Nggam (/[ŋgam]/) is a type of divination found among many groups in western Cameroon. Among the best documented is its practice by the Mambila people of Cameroon and Nigeria, in which the actions of spiders or crabs are interpreted by the diviner. The form used by the neighbouring Yamba people was described by Gebauer, in 1964 based on experience in Mbem, going back to before 1939, and more recently by Hermann Gufler (1996 and 2003).

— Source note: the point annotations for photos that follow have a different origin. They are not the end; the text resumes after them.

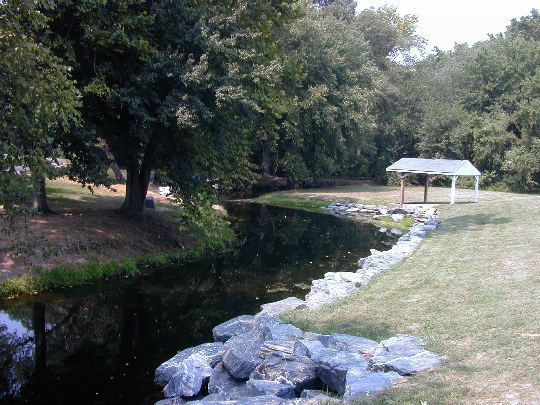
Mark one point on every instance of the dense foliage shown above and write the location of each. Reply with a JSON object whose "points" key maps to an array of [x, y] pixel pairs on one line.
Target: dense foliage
{"points": [[208, 93]]}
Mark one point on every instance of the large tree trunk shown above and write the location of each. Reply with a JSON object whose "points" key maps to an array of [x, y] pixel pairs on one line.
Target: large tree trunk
{"points": [[266, 159], [114, 166], [138, 178], [39, 196]]}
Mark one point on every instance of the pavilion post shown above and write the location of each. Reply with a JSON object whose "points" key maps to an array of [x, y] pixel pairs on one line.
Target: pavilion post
{"points": [[402, 177], [476, 188], [425, 188], [453, 192]]}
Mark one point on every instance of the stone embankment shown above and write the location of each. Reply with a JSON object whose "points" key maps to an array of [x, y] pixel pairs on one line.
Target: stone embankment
{"points": [[259, 359]]}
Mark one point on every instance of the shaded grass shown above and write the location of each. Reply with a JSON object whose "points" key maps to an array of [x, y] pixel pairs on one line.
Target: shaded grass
{"points": [[293, 202], [472, 291], [69, 276]]}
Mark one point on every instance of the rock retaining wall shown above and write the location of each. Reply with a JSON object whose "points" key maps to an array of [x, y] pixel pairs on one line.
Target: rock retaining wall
{"points": [[260, 359]]}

Good documentation of Nggam has also been published for the Bekpak (Bafia) people by Dugast and Leiderer
and for the Bamileke people by Pradeles de Latour. The crab form has been studied in north Cameroon by Walter van Beek (2013, 2015).

The comparative linguistics of spider divination in Cameroon was surveyed by Blench and Zeitlyn in 1989/1990.

In 2021, Argentinian artist Tomás Saraceno developed a project and website where you can learn about the practices of the Nggam dù spider diviners. On the website, videos show the methods the diviners use to answer people’s questions; it also shows interviews with diviners who all live in the village of Somié, Cameroon.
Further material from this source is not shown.